Below, is a project overview of Caistor Arts and Heritage Centre, which I believe is a prime example of design as a distributed agency. It is a project I was involved with (as a member of the community rather than professionally), but I am pleased to report it is still going extremely well.
Caistor Arts and Heritage Centre is a prime example of how ‘design as a distributed agency’ can lead to positive, meaningful and accessible architecture.
Many of the buildings located within the town centre sadly became vacant and fell into disrepair, but the community within Caistor responded, initiating Caistor Development Partnership (2001) and Caistor Development Trust around a year later.
These groups work closely with West Lindsey District Council and Heritage Lottery Funding, as the majority of the Roman market town is situated within a conservation area.
Once a Methodist Church, the most recent use of 28 Plough Hill was a youth centre –this closed in 2005 as it was financially unsustainable.
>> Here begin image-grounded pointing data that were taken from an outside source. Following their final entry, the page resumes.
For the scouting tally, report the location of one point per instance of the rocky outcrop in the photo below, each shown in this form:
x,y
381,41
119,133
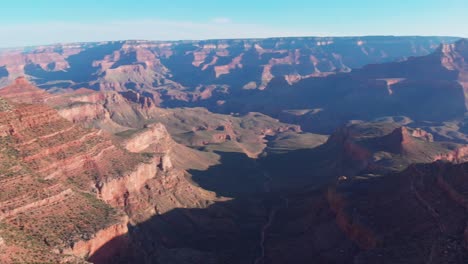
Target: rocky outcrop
x,y
86,248
350,223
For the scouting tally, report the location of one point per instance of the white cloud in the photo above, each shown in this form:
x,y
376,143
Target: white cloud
x,y
221,20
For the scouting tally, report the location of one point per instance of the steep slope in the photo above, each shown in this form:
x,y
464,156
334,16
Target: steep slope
x,y
178,68
373,148
68,190
428,88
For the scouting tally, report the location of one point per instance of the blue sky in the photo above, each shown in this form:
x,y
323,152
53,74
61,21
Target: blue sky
x,y
35,22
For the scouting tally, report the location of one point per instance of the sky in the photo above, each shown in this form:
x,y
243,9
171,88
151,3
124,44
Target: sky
x,y
38,22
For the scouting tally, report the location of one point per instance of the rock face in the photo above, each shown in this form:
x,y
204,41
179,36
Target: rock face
x,y
145,64
68,190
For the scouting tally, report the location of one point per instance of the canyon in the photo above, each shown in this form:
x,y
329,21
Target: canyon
x,y
285,150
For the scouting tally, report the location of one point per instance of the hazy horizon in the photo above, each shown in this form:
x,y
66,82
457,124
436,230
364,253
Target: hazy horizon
x,y
33,23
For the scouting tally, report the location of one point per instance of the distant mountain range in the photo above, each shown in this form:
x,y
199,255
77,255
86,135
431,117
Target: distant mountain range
x,y
286,150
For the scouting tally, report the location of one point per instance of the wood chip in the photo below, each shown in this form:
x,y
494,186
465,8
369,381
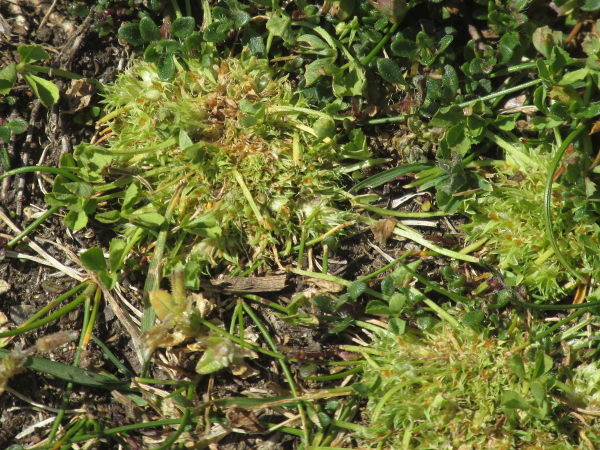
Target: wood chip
x,y
229,285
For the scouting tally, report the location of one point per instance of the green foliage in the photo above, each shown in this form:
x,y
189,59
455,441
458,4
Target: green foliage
x,y
252,166
451,388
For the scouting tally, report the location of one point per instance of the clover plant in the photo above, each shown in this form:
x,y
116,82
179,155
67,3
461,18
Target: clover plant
x,y
238,159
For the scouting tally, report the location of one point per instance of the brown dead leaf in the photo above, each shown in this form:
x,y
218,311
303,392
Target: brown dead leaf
x,y
326,286
595,127
79,95
383,229
244,419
By 2010, Caistor Development Trust had negotiated a lease for the property with Lincolnshire County Council.
The project was run and managed on site by a steering group that reported back to the Caistor Development Partnership. This is the real advantage of design as a distributed agency, rather than an architect leading the project. It was decided through many meetings and discussions with residents in Caistor, that the former church would be resurrected with flexible meeting/exhibition space, hi-tech IT facilities, a library and archive – all to be supported financially by a cafe.
The project was funded through a BBC SOS Village initiative, and was featured as part of a documentary on BBC One in August 2011. Caistor Arts and Heritage Centre set up a Social Enterprise and received £430,000 worth of funding.
Why was this project a success?
Arguably the main reason this was a deemed a success is because there was no developer involved wanting to make a profit. The end use of the building was something that the town of Caistor needed, supported strongly by community input, as well as comprehensive viability and financial assessments. Caistor Development Partnership engaged with the community, as they themselves are an organisation that are placed within the community, to get the most out of a dilapidated building, to benefit and improve the town where they live.